The union and former employees also are asking for about $2 million in unpaid severance and vacation benefits. Aston officials say union and employee requests for most of the unpaid severance and vacation pay should be directed not to Aston or the current owner, but to former owner Otaka Inc.

The court-appointed receiver has been directed to pay employees for severance and vacation benefits earned during the 10 months of the receivership — a sum of about $100,000, Aston officials said.

"There's no doubt these employees should be paid their severance and vacation pay," Kelvin Bloom, Aston Hotels & Resorts' chief operating officer, said in a recent commentary in The Advertiser. "But Aston is not the right target for that complaint, because these employees were never Aston employees."

Camacho said the union is pursuing legal action against Otaka for the unpaid severance and vacation benefits. This includes taking steps to bring Otaka to arbitration on a grievance the union filed shortly after the employees received their termination notices, said Rebecca Covert, a lawyer for the union. In addition, she said, the union has asked the National Labor Relations Board to investigate whether others involved in the sale of the property — including the receiver and Hawaii Ventures L.L.C. — fulfilled their obligations to bargain with union employees over the effects of the sale.

With respect to the hiring of employees, Aston executives say they have been acting in the best interests of their company and its employees. Selection of workers for the Aston Waikiki Beach Hotel was based on qualifications for the jobs, officials have said.

"As a 53-year-old kama'aina company, Aston understands very well how things are done in Hawai'i, and we have a lot of empathy for the Otaka employees who lost their jobs," Bloom said in a statement. "But we also have a serious responsibility to our 2,000-plus employees and their families to ensure that our company and their jobs are stable. That means, in part, promoting our own employees, as well as hiring the best people for the jobs we have available."

The Aston approach, however, does not sit well with at least one Hawai'i hotel executive, who says it is "not a normal process" for a Hawai'i hotel to shed employees when it changes hands.

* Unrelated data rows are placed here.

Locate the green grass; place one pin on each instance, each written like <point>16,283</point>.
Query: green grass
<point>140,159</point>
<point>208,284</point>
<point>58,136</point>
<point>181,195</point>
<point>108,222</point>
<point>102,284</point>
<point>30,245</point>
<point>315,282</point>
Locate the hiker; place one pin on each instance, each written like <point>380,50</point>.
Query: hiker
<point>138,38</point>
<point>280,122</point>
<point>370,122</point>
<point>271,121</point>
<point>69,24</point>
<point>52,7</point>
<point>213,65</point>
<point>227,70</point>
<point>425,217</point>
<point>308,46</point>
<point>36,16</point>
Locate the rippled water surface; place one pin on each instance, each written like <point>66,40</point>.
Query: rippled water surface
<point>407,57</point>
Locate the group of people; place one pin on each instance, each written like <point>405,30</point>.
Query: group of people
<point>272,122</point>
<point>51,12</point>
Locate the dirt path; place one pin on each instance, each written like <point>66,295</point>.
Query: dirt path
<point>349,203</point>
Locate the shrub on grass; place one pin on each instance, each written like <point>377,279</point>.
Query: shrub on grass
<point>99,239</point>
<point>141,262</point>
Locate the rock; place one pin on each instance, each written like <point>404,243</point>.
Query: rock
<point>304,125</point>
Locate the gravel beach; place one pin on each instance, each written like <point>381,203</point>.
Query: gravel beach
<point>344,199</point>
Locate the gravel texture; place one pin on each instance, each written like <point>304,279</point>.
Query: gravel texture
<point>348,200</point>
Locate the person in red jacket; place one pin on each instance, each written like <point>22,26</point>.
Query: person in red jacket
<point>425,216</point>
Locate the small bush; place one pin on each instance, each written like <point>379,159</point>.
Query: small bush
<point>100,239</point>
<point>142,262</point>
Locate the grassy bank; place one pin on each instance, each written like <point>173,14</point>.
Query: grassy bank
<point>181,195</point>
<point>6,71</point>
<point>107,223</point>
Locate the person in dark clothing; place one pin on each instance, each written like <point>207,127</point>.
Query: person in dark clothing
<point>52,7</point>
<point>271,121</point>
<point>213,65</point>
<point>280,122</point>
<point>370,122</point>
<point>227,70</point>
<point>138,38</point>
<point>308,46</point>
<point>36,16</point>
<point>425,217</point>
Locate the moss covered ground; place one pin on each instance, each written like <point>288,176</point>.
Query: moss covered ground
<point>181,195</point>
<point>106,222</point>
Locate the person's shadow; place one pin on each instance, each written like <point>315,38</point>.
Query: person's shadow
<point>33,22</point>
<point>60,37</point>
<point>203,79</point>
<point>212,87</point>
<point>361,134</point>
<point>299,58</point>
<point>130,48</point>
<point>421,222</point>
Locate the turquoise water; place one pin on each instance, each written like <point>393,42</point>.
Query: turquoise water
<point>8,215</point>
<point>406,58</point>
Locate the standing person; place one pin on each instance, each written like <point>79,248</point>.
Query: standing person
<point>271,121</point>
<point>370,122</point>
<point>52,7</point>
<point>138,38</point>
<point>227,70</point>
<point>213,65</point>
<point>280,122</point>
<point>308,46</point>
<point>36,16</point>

"I think you have to look at a trend in Hawai'i and the history in Hawai'i, and I don't think this is the trend or the history," said Keith Vieira, senior vice president for Starwood Hotels in Hawai'i and French Polynesia, which operates 13 hotels in the state, including Sheraton and Westin properties.

"In any situation we've had with new property owners, we have put the employees and the union relationship as one of the top things you have to come to an agreement on."